Visual Supercomputing for High-Performance Virtual Environments

Maxine Brown
The term "visual supercomputing" suggests, from the users' perspective, an ideal for realizing applications: the integration of computing and displays through shared memory. Silicon Graphics/Cray Research's new Origin2000 technology potentially simplifies the real-time visualization of computationally intensive and large memory simulations by extending the distributed shared memory (DSM) interprocessor connectivity bandwidth to the graphics. The graphics engines themselves are multi-gigaflop computers with significant internal raster managers and memories. As supercomputing capabilities are ramped up to multiple teraflops during the next 5 years, we will make similarly aggressive advances in visualization, multimedia and virtual reality for the computational science and engineering community.

HyperTrace: From Simulation to Emulation of the Real World

Richard LaRoche
Computational fluid dynamics (CFD) has been a major application since the early days of high-performance computing. Yet even to this day, CFD remains a highly specialized application in which only few people can benefit directly from the insight it has to offer. The HyperTrace project uses well-established visualization and post-processing techniques, but only through the use of HPC environments we bring this technique to the scale of physical emulation.

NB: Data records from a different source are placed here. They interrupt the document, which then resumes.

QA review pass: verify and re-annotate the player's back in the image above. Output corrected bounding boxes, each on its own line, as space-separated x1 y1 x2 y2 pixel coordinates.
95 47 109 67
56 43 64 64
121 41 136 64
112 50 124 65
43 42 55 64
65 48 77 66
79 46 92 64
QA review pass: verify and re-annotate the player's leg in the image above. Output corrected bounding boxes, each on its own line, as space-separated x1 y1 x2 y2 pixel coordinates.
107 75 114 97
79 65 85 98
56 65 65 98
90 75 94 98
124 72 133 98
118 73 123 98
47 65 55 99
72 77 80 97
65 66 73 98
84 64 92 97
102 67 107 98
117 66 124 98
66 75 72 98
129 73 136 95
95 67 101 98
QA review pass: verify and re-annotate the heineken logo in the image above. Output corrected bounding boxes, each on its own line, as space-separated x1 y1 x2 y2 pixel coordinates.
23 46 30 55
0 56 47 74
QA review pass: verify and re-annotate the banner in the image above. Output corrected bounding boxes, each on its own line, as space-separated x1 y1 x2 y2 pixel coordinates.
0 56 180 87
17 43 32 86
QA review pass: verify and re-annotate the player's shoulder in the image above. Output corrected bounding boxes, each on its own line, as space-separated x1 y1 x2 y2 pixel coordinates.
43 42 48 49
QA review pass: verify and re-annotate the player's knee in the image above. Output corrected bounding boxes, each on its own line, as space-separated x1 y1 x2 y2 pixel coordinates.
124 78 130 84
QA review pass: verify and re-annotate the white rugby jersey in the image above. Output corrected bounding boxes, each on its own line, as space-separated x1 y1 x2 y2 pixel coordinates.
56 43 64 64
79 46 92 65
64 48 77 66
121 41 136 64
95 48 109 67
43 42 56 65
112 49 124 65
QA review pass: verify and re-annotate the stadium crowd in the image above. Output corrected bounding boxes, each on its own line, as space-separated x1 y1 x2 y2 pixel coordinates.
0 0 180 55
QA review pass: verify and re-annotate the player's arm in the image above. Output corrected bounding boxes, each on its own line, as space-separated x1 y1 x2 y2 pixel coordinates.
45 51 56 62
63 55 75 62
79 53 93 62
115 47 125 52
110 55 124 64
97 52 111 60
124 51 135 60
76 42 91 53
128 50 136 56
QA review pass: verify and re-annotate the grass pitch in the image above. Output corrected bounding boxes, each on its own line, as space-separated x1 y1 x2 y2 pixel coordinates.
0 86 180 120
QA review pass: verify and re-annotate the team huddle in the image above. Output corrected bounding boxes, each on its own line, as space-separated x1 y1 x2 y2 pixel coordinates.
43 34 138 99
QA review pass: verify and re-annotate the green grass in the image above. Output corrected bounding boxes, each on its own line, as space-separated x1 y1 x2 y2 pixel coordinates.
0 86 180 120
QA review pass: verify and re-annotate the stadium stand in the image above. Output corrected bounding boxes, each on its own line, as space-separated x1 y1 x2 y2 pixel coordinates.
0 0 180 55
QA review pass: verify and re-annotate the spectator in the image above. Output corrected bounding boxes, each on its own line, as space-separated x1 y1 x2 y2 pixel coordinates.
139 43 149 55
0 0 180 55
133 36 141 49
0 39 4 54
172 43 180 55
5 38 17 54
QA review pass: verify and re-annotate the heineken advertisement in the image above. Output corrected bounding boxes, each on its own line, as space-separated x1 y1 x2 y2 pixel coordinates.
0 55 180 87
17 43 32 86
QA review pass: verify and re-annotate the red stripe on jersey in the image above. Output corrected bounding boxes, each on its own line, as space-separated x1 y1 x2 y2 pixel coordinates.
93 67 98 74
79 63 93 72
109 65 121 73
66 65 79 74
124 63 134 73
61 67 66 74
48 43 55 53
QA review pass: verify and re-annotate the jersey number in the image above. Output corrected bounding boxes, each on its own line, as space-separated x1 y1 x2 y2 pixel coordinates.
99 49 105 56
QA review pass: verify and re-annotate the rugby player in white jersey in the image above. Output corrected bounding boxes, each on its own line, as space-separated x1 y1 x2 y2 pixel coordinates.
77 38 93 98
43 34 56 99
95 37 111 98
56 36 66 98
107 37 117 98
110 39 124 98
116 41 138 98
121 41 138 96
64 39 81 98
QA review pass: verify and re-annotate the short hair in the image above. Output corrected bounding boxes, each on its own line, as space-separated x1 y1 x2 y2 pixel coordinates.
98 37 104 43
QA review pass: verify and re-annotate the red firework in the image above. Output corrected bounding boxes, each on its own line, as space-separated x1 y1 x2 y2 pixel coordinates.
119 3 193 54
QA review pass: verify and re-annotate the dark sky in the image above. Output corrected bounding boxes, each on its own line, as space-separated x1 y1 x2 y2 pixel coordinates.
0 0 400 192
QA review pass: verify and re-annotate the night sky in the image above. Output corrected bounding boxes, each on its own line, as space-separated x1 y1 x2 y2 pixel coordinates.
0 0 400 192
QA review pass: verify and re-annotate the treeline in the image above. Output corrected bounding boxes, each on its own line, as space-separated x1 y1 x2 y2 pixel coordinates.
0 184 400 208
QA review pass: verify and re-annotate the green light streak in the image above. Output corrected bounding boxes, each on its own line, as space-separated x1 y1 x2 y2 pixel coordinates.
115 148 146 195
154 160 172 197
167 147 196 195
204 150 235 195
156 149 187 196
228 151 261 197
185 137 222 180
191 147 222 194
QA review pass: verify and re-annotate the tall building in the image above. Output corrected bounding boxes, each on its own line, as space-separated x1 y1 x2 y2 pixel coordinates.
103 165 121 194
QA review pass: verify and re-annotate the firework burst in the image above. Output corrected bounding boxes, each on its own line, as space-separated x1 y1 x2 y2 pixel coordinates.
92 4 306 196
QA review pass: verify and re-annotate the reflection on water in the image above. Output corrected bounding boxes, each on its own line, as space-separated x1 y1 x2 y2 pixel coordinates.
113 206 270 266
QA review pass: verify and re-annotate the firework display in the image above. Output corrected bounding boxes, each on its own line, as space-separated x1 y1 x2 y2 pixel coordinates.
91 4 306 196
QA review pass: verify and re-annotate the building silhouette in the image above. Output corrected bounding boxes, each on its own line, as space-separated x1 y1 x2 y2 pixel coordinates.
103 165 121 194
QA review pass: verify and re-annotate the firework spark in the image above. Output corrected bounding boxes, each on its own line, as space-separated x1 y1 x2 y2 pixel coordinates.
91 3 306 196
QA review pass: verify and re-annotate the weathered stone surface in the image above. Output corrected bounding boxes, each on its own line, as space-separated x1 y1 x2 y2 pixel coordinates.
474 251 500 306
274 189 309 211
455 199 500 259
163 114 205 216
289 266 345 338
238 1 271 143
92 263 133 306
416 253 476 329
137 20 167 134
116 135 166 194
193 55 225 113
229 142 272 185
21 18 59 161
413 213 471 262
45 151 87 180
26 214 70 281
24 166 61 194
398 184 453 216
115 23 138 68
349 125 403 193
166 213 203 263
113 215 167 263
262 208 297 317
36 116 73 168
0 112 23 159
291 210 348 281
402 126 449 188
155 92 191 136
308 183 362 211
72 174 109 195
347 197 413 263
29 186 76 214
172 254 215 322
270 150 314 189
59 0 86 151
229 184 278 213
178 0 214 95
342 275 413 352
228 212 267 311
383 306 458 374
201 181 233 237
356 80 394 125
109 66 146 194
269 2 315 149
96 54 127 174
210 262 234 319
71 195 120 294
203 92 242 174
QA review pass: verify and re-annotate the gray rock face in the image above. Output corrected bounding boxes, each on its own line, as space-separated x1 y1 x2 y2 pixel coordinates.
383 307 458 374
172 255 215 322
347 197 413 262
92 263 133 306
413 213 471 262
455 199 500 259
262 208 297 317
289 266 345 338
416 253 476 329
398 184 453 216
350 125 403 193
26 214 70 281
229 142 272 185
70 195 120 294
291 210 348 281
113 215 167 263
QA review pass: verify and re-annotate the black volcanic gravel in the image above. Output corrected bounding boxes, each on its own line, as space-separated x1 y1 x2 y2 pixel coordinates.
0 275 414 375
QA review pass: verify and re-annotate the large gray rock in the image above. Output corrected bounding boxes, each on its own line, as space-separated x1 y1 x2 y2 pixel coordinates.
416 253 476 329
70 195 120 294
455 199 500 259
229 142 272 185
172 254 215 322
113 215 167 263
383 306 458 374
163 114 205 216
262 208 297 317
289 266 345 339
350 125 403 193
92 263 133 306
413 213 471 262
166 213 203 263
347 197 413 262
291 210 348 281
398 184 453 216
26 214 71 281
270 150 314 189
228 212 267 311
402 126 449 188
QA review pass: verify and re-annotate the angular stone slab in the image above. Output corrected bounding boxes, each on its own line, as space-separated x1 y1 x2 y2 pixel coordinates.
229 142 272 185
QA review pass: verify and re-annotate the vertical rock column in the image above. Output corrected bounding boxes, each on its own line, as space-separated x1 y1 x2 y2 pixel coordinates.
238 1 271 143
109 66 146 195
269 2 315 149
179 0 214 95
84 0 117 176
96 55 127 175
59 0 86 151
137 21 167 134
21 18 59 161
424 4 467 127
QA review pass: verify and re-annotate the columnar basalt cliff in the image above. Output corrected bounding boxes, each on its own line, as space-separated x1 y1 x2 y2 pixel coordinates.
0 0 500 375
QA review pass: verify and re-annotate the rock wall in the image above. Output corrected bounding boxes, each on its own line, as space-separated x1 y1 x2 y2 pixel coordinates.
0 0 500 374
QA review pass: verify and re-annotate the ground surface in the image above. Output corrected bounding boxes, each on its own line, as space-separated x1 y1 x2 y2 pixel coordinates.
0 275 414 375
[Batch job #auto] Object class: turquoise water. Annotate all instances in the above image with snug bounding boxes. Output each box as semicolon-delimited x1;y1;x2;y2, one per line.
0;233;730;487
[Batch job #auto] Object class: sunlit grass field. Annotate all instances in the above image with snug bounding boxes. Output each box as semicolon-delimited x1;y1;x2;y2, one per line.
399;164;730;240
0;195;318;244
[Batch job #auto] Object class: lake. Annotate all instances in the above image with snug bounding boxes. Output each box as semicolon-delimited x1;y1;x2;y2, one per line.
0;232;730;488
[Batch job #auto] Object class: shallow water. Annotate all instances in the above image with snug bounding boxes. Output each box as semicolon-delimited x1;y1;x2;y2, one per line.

We create a computational experimental laboratory such that now non-simulation experts can unlock the benefits of high-performance computing and visualization. We draw examples from such diverse manufacturing areas as the automotive, aerospace, pharmaceutical and process industries.

Simulation of Unsteady 3-D Viscous Flow

Robert L. Meakin
The Cray supercomputers have enabled researchers at the Numerical Aerospace Simulation Facility at NASA Ames Research Center to develop computational tools suitable for solving problems with unsteady three-dimensional viscous flow for which accurate methods of prediction are frequently required. Such applications are usually complicated geometrically, may involve relative motion between component parts, and exist in virtually all engineering disciplines. Experimental methods of analysis are often not possible due to excessive cost, model limitations, human safety factors, and time constraints associated with a commercially competitive environment. Unsteady viscous flowfields involving vortical wakes, interference effects, moving shocks, and body motion demand the most advanced computational means available.

The only viable high-order method of prediction for these problems, the Chimera overset grid approach, is discussed. This approach involves the decomposition of problem geometry into a number of geometrically simple overlapping grid components. Components of a particular configuration can be altered or changed completely, without affecting the rest of the grid system. Videos of actual flight tests and Navier-Stokes simulations, together with still images, are used to demonstrate the utility of the approach.

A review of the current status of the Chimera-style overset grid method as it applies to unsteady three-dimensional viscous flow is given. The state of maturity of the various pieces of support software required to use the approach, including grid, flow-solver, and post-process analysis-related software issues are discussed. A variety of recent applications of the method, carried out on Cray supercomputer-based systems, are presented. Current limitations of the approach are identified and used to suggest needs for future developmental efforts.

Challenging Applications on a CRAY Supercomputer Complex: User Support, Optimization, Experience

Wolfgang E. Nagel
The Research Centre Juelich is running one of the most powerful Cray computer systems worldwide (T90/12, T3E/512, M94). As we have to provide resources to the German national supercomputer center HLRZ, users from all over Germany have accounts on this heterogeneous supercomputer complex.

The talk will describe the current status of the systems and the procedures established to make the system highly available for the user community. This will include educational aspects, user support activities, as well as tool development to provide the layer for a successful optimization process. Finally, examples will show the benefit from all this work.